How to make the text browers show this script-based verification page correctly?Last edited by XQZS on Sun May 18, 2014 5:17 am; edited 1 time in total

----------

## 1clue

I don't know about text-based browsers with javascript support, but you should change "java" in your subject to "javascript" to ovoid being misleading.  This is apples and oranges, and some people who know about the javascript part won't even read your thread if you say java.

----------

## XQZS

 *1clue wrote:*   

> I don't know about text-based browsers with javascript support, but you should change "java" in your subject to "javascript" to ovoid being misleading.  This is apples and oranges, and some people who know about the javascript part won't even read your thread if you say java.

 

Thank you. In fact, I do not know whether it is javascript, but it must be scripts.

----------

## 1clue

It must be javascript.

I'm pretty familiar with the server side of this.  The thing I don't know about here is the text-based browsers.

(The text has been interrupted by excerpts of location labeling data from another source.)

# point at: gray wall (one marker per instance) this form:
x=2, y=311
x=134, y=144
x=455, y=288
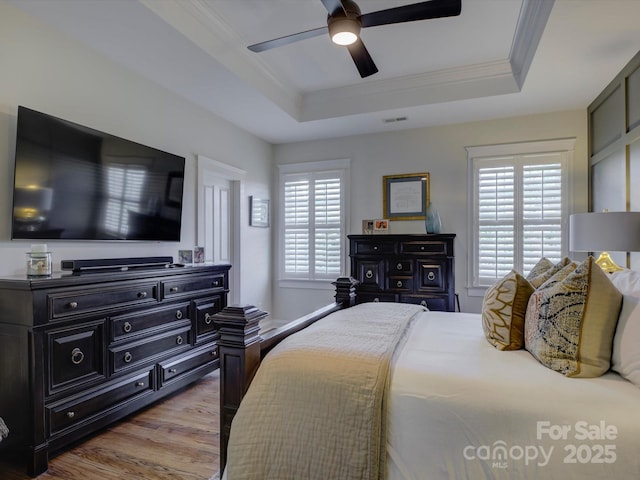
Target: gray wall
x=441, y=152
x=45, y=70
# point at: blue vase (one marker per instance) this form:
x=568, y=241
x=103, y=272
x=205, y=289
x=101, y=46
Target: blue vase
x=432, y=220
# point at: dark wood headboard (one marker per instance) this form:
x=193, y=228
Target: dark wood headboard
x=242, y=348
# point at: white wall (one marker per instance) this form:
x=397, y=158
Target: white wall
x=441, y=152
x=45, y=70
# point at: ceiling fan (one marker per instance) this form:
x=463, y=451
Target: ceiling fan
x=345, y=20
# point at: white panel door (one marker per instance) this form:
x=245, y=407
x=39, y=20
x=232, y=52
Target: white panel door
x=220, y=189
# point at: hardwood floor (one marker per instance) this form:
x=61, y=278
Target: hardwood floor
x=177, y=438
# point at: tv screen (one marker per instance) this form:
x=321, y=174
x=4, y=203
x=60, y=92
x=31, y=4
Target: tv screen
x=76, y=183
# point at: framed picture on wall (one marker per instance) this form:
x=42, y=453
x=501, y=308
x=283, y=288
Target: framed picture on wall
x=405, y=197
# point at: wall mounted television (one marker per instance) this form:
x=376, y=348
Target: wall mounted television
x=75, y=183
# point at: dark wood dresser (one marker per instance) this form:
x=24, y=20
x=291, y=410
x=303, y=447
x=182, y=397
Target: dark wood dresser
x=404, y=268
x=80, y=351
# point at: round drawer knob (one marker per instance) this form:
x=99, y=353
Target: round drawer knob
x=77, y=356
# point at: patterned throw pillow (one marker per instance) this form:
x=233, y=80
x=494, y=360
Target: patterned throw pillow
x=569, y=326
x=503, y=310
x=539, y=279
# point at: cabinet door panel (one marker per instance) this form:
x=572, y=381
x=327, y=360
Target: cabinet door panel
x=75, y=355
x=370, y=273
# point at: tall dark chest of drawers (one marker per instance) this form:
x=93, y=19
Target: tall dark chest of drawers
x=404, y=268
x=78, y=352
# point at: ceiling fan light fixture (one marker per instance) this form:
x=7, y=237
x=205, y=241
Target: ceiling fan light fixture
x=344, y=31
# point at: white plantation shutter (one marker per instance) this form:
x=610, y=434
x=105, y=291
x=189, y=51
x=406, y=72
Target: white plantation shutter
x=519, y=212
x=313, y=218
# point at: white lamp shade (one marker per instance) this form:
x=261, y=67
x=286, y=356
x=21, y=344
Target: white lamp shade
x=607, y=231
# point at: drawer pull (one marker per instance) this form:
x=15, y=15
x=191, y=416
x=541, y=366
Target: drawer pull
x=77, y=356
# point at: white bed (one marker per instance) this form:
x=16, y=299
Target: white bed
x=461, y=409
x=454, y=406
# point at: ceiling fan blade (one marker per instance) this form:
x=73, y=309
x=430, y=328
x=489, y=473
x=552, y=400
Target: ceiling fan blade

http://links.twibright.com/user_en.html#ap-javascript

This shows that links HAD javascript support at one point but it's now disabled because of problems.  So this topic might be a minefield for your case.

I can't imagine a browser being very useful these days without javascript support.  Just about every general-purpose site has it, and it's an integral part of html5 spec, although the implementation of the engine can vary.

----------

## Hu

 *1clue wrote:*   

> I can't imagine a browser being very useful these days without javascript support.  Just about every general-purpose site has it, and it's an integral part of html5 spec, although the implementation of the engine can vary.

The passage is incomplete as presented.